Deep learning offers the next major opportunity for specialist processors, Qualcomm engineering vice president Karim Arabi claimed in his keynote at Mentor Graphics’ U2U conference in San Jose (April 21).
Arabi said the design of embedded SoCs is being driven by the need for always-on processing of the surrounding environment and deal with real-world sensor inputs.
“New architectures will emerge. You will need to repartition your workload. Some of the workload will have to go to the cloud, so you will need a repartitioning of the workload between mobile and cloud devices. Overall, it will drive a need for high performance at low cost.”
Search engine advocates
Some of the necessary image and audio processing will need to be performed on the embedded devices themselves and this will encompass the deep-learning, neural-network technologies currently being exploited by large search-engine systems such as those used by Google, Microsoft and Baidu.
“In applications such as image recognition, machines are starting to beat humans in terms of accuracy,” Arabi claimed.
“Deep machine learning is a workload that is growing in data centers. At some point the majority of the [data center] workload will be deep learning. Today, there is no specialized hardware in the data center for this, but there will be. They will be cores similar to GPUs that do deep learning algorithms as part of their processing.
“In automotive, you will see innovation in ADAS and autopilots. These will be thanks to innovation in mobile computing and deep learning,” Arabi said, pointing also to applications in healthcare and robotics. “The sooner we embrace this, the most successful we will be.”
“Whoever is in the semiconductor industry has to pay close attention to this happening,” said Arabi.
Switch from FPGA
Although some of the data-center implementations of deep learning have switched from GPU-based computing, which made large-scale applications feasible over the past five years, to programmable logic, Arabi said future deep-learning processors will be created specifically for the purpose.

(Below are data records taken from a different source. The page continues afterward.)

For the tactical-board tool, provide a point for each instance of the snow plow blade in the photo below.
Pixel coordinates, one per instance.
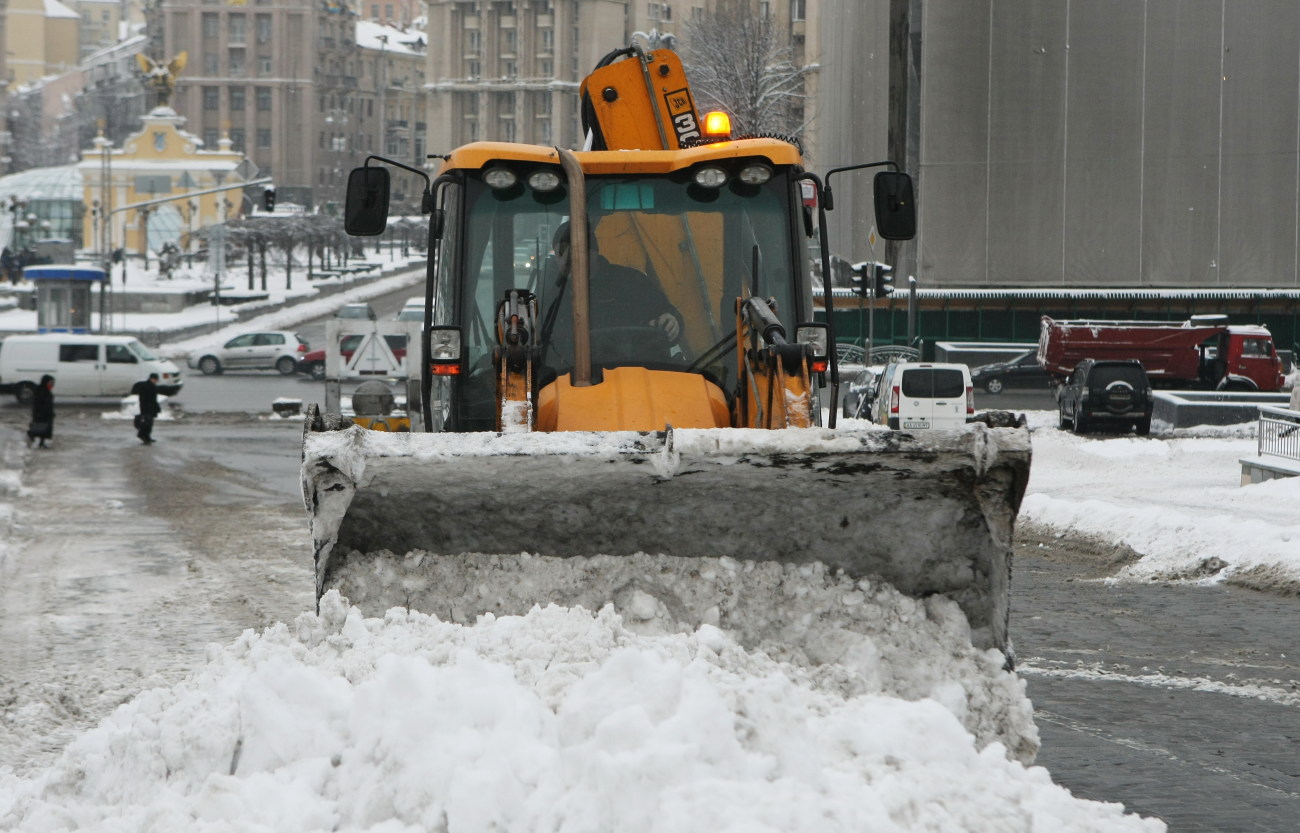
(458, 525)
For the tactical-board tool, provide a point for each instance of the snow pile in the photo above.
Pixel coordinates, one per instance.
(854, 636)
(555, 720)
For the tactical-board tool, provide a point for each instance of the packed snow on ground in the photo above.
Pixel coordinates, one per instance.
(1175, 500)
(564, 719)
(558, 720)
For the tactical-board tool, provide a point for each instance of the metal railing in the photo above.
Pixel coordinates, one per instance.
(1279, 433)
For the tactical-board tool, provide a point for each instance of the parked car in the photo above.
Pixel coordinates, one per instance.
(1023, 372)
(356, 311)
(917, 395)
(82, 365)
(1106, 393)
(252, 351)
(313, 363)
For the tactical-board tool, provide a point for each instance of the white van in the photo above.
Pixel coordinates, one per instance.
(82, 365)
(915, 395)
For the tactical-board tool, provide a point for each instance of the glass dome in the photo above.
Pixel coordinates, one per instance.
(39, 204)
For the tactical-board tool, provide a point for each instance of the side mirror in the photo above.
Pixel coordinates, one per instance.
(896, 205)
(365, 213)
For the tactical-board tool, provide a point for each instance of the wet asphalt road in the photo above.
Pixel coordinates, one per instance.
(1178, 702)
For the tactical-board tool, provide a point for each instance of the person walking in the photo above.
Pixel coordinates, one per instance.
(42, 412)
(147, 393)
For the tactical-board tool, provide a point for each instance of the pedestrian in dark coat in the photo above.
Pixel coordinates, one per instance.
(147, 391)
(42, 412)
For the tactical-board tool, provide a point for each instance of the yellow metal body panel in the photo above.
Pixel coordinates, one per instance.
(481, 153)
(644, 103)
(632, 399)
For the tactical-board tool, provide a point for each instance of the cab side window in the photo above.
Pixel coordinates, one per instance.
(78, 352)
(118, 354)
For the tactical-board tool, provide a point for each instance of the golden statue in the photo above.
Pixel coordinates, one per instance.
(161, 77)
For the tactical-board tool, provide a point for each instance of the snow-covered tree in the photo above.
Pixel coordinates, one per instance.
(737, 60)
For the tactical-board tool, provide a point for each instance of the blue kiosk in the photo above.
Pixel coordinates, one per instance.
(64, 296)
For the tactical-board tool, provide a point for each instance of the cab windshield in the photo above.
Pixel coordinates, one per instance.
(667, 263)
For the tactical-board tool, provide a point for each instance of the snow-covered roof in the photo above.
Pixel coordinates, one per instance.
(57, 9)
(369, 35)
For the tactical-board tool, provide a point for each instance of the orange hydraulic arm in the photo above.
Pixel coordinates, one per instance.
(640, 104)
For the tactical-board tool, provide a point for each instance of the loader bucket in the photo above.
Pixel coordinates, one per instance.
(672, 526)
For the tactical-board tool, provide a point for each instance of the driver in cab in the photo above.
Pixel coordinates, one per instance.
(620, 296)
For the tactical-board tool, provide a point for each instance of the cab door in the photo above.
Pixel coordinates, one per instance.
(79, 369)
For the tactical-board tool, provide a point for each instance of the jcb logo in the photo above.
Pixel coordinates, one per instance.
(683, 112)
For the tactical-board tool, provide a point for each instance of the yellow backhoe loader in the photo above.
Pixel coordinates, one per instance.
(620, 394)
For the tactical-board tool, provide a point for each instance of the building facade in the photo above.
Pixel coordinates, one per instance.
(290, 86)
(508, 70)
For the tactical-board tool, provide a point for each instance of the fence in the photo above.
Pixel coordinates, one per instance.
(1279, 433)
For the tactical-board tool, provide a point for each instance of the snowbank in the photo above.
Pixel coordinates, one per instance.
(554, 720)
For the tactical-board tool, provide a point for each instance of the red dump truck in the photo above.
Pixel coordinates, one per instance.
(1203, 352)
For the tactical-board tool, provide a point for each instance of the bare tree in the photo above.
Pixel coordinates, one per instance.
(739, 61)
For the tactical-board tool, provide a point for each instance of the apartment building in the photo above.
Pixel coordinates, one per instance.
(303, 87)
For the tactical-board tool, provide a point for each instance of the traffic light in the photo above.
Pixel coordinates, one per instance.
(883, 278)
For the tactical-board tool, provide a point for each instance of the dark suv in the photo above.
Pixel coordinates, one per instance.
(1114, 394)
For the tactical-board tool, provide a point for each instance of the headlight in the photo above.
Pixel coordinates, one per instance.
(754, 174)
(499, 177)
(545, 179)
(710, 177)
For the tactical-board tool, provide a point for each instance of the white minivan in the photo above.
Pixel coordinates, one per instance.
(82, 365)
(915, 395)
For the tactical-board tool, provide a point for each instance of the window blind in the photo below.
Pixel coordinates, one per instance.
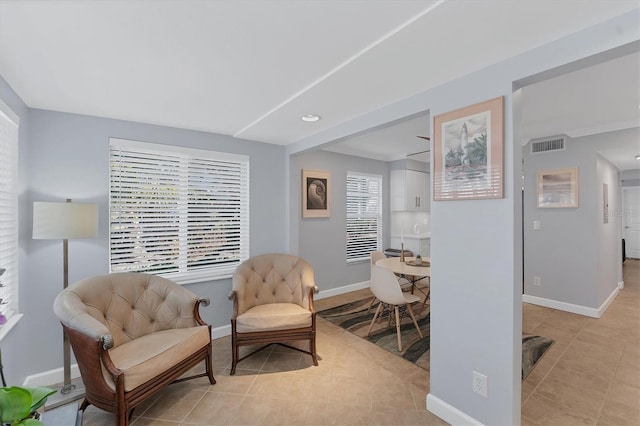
(9, 124)
(177, 212)
(364, 215)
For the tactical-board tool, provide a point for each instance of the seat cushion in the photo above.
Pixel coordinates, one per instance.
(144, 358)
(273, 316)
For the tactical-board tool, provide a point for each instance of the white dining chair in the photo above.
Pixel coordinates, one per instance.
(386, 288)
(405, 284)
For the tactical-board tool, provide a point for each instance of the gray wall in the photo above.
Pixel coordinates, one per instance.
(322, 241)
(66, 156)
(631, 177)
(574, 253)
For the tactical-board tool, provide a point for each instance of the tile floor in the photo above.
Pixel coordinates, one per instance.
(590, 376)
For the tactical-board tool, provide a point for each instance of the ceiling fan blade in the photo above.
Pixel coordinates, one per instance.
(416, 153)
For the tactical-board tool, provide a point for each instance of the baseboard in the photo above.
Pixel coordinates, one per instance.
(48, 378)
(51, 377)
(449, 413)
(222, 331)
(341, 290)
(570, 307)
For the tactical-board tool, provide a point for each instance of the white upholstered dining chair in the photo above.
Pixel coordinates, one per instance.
(405, 284)
(386, 288)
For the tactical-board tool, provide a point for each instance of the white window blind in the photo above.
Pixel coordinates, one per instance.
(364, 215)
(9, 123)
(177, 212)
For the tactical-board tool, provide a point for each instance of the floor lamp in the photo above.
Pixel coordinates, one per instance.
(65, 221)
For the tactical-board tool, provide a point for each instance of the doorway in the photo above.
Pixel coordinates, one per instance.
(631, 221)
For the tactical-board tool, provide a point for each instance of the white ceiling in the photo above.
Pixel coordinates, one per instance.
(596, 99)
(251, 68)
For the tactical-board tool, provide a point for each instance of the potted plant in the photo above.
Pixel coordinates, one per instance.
(19, 405)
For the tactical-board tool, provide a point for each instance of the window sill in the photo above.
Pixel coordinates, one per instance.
(6, 327)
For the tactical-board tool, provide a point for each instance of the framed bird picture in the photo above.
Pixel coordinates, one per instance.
(316, 193)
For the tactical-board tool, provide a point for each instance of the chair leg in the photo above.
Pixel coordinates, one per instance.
(373, 320)
(373, 299)
(209, 367)
(312, 349)
(398, 327)
(234, 350)
(413, 317)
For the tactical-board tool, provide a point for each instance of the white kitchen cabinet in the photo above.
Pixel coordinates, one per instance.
(409, 190)
(417, 245)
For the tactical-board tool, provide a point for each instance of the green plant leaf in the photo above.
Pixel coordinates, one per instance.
(15, 404)
(30, 422)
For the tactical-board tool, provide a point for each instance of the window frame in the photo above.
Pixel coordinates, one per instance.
(378, 216)
(188, 168)
(9, 215)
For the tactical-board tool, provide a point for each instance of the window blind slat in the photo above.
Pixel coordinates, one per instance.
(181, 213)
(9, 292)
(364, 215)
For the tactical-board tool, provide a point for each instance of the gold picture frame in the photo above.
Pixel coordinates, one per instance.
(468, 152)
(316, 193)
(558, 188)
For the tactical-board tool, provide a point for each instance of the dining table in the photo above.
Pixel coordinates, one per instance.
(411, 271)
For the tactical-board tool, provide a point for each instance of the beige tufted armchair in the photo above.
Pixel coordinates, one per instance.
(272, 303)
(132, 334)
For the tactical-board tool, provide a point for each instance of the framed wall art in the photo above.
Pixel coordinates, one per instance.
(316, 193)
(468, 152)
(558, 188)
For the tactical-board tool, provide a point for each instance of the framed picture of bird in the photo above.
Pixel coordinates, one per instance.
(316, 193)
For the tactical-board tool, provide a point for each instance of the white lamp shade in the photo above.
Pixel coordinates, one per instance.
(63, 221)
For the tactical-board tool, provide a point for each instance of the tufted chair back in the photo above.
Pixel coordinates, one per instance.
(273, 278)
(128, 305)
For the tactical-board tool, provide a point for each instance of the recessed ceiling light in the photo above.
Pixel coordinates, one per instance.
(310, 118)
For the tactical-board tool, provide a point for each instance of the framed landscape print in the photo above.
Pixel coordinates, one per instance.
(316, 193)
(468, 152)
(558, 188)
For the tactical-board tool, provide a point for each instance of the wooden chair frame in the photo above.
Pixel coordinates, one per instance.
(90, 353)
(270, 337)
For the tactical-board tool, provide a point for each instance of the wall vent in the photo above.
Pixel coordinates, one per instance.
(552, 143)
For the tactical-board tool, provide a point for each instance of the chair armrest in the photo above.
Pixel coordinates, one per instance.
(234, 296)
(196, 309)
(312, 290)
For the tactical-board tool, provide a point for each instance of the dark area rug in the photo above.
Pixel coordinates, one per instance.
(356, 317)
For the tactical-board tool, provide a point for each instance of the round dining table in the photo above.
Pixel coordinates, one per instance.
(408, 267)
(410, 271)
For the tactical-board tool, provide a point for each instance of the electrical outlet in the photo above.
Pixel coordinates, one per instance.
(480, 384)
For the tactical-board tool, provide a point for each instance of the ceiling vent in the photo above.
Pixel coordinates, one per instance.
(551, 143)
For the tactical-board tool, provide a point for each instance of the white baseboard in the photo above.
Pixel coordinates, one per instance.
(48, 378)
(222, 331)
(51, 377)
(570, 307)
(449, 413)
(341, 290)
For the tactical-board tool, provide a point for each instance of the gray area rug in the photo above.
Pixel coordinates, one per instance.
(356, 317)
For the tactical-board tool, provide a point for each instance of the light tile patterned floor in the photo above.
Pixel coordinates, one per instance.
(591, 375)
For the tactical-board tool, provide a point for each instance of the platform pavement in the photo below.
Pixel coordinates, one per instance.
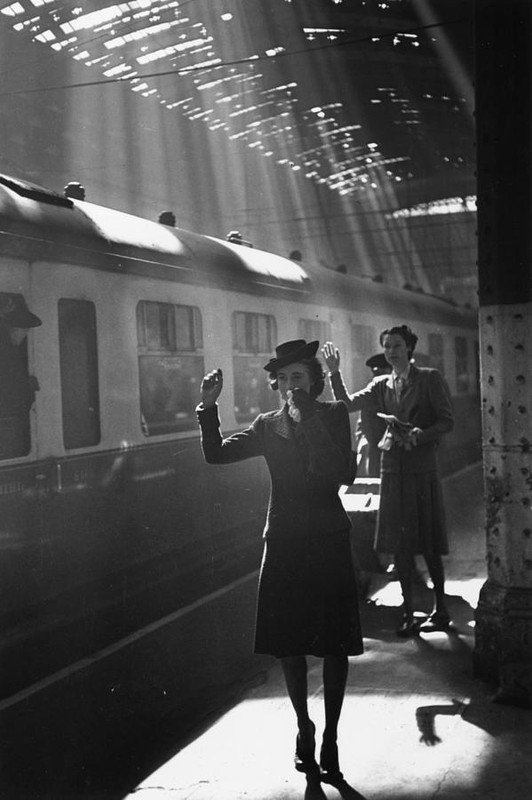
(416, 725)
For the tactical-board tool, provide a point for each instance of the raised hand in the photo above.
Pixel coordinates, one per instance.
(211, 386)
(300, 404)
(331, 355)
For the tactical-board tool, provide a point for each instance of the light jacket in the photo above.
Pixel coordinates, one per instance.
(425, 403)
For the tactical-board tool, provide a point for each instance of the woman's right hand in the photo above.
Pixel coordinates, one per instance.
(211, 386)
(331, 354)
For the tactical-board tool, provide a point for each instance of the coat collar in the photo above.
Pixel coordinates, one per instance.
(413, 374)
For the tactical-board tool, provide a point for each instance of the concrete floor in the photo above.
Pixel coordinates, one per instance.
(415, 723)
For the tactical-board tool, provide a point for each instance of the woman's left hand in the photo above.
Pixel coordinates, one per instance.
(413, 436)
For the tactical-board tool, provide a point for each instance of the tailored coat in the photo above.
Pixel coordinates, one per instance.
(411, 513)
(307, 597)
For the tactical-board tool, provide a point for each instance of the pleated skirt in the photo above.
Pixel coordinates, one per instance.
(411, 516)
(307, 598)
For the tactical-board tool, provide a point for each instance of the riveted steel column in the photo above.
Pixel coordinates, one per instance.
(503, 632)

“The use of programmable logic show how inefficient existing architectures are for deep learning,” Arabi claimed. “That can’t continue. It works for low volume. But we need a new class of core – a neuroprocessor – that is a hundred times smaller than the FPGA and five times more power efficient.”
Drawing analogies between deep learning and the brain structure particularly in the way in which processing and memory are intermixed in the biological mind, Arabi said the arrival of new non-volatile memories such as MRAM will help reshape computer architecture to suit these new applications. “With emerging memories, you have opportunities to disrupt the relationship between memory and CPU. We see in-memory compute emerging, especially with big data. Memory will become smarter.
“The next decade will be quite active with all these new technologies,” said Arabi.